There are a couple of items worth examining on this today.
The first one was a response ( obviously cleared with higher authority) to Iran's threats to close the Strait of Hormuz from the Bahrain-based U.S. 5th Fleet's spokeswoman Lt. Rebecca Rebarich, who warned Iran that any disruption "will not be tolerated." She added that the U.S. Navy is "always ready to counter malevolent actions to ensure freedom of navigation."
That statement sent oil prices down today, with benchmark crude falling 77 cents to $100.57 a barrel in morning trading and Brent crude falling 82 cents to $108.45 a barrel in London.
The second item is a piece by national-security correspondent Eli Lake in the Daily Beast that claims Israel and the US are currently arguing/negotiating over red lines that would trigger taking out Iran's nuclear infrastructure.

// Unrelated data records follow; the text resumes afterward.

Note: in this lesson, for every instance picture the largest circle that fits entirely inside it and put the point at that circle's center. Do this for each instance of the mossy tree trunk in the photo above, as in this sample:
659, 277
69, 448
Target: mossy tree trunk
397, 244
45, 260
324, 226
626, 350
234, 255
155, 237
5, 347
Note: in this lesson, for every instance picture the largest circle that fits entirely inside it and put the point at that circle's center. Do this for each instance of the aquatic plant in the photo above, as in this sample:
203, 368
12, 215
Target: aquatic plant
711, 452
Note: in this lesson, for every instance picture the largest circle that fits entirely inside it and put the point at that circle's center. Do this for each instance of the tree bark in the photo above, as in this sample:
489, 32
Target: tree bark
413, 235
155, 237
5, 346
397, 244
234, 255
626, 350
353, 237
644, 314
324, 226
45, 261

Reportedly, SecDef Leon Panetta's remarks to the Israelis at the Saban Center 3 weeks ago didn't go over well, especially combined with remarks by other Administration figures and surrogates. Ambassador Oren made a formal diplomatic protest, a demarche, which according to Lake led to him gettng assurances from th eAdministration about their own red lines for launching an attack on Iran's nuke sites and therefore the Israelis could just sit back and relax, relying on the Obama Administration to take care of things.
Unfortunately - I can't imagine why - the Israelis mistrust President Obama's intentions, and if Lake is correct, there's been a fair amount of ongoing haggling over those red lines the Israelis are being told about:
With Republicans lining up to court Jewish donors and voters in America in 2012, Obama faces a tricky election-year task of ensuring Iran doesn’t acquire a nuclear bomb on his watch while keeping the Israelis from launching a preemptive strike that could inflame an already teetering Middle East.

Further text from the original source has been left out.